In talking to John Stossel, I mentioned an incident at the Virginia ratification convention in 1788, in the debate between Patrick Henry and James Madison. This debate is an amazing moment in constitutional history and it deserves more attention than it’s received. Historians often focus on the deliberations of the Philadelphia convention, but there was relatively strong consensus there—whereas at Richmond, Henry and his allies, who were some of the most respected names in Virginia and remain giants in American history, brought their considerable talents to bear in opposing the Constitution in toto. Madison—who was a very unimpressive speaker—was forced to rely on sheer force of argument in rebutting their inflammatory and intense arguments. After days of Henry trotting out the terrible dangers of the proposed Constitution, Madison finally came to the last of his many reasons for rejecting Henry’s allegations that Congress would do all sorts of terrible things. Madison had explained why checks and balances and limited powers and other features of the Constitution would limit the mischief that Congress might get up to. Henry, of course, kept saying that Congress might violate the law, which of course is irrefutable—political leaders who are disposed to do so could do any number of awful things. So Madison finally came to his last point:
I have observed, that gentlemen suppose, that the general legislature will do every mischief they possibly can, and that they will omit to do every thing good which they are authorised to do. If this were a reasonable supposition, their objections would be good. I consider it reasonable to conclude, that they will as readily do their duty, as deviate from it: Nor do I go on the grounds mentioned by gentlemen on the other side--that we are to place unlimited confidence in them, and expect nothing but the most exalted integrity and sublime virtue. But I go on this great republican principle, that the people will have virtue and intelligence to select men of virtue and wisdom. Is there no virtue among us? If there be not, we are in a wretched situation. No theoretical checks--no form of government can render us secure. To suppose that any form of government will secure liberty or happiness without any virtue in the people, is a chimerical idea. If there be sufficient virtue and intelligence in the community, it will be exercised in the selection of these men. So that we do not depend on their virtue, or put confidence in our rulers, but in the people who are to choose them.

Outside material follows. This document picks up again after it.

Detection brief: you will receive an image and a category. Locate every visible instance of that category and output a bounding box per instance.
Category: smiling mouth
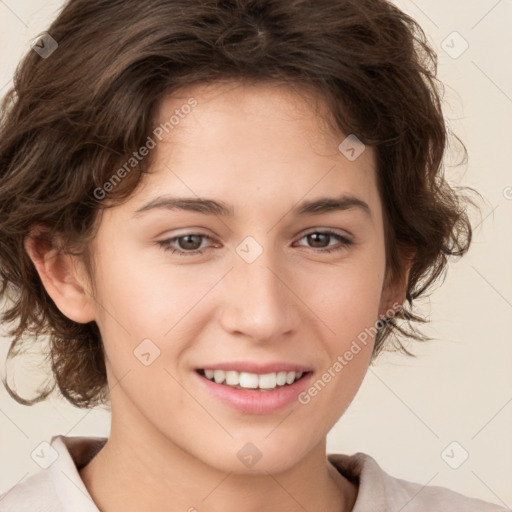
[196,369,311,391]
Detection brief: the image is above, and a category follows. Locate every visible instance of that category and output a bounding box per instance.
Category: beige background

Madison made the same point in Federalist 55. The Constitution’s authors, he said, did not have an overly optimistic view of political leaders, or an unduly pessimistic view. After explaining again the many devices that the Constitution created to protect us against government abuse, he wrote,
[T]o suppose that [various government benefits] would be sufficient to purchase the guardians of the people, selected by the people themselves, is to renounce every rule by which events ought to be calculated, and to substitute an indiscriminate and unbounded jealousy, with which all reasoning must be vain. The sincere friends of liberty, who give themselves up to the extravagancies of this passion, are not aware of the injury they do their own cause. As there is a degree of depravity in mankind which requires a certain degree of circumspection and distrust, so there are other qualities in human nature which justify a certain portion of esteem and confidence. Republican government presupposes the existence of these qualities in a higher degree than any other form. Were the pictures which have been drawn by the political jealousy of some among us faithful likenesses of the human character, the inference would be, that there is not sufficient virtue among men for self-government; and that nothing less than the chains of despotism can restrain them from destroying and devouring one another.
Alexis de Tocqueville sounded the same theme when he wrote that “in the constitutions of all nations, of whatever kind they may be, a certain point exists at which the legislator must have recourse to the good sense and the virtue of his fellow citizens. This point is nearer and more prominent in republics, while it is more remote and more carefully concealed in monarchies; but it always exists somewhere. There is no country in which everything can be provided for by the laws, or in which political institutions can prove a substitute for common sense and public morality.”
Today, people often tell me they’re exasperated at the idea that the Constitution is a safeguard for our liberty, given how often it has been ignored or violated. And that’s a valid concern. But the Constitution is only words on paper—just like a contract, a map, a recipe, a deed, or the Bible. We can ignore what these words mean—but we cannot blame the words on paper for failing to protect us from ourselves. It is up to us to honor the Constitution’s meaning, and we have only ourselves to blame when we fall short. To paraphrase Auden, when we ignore it or dodge its meaning, that’s the way we’re punished by the Constitution.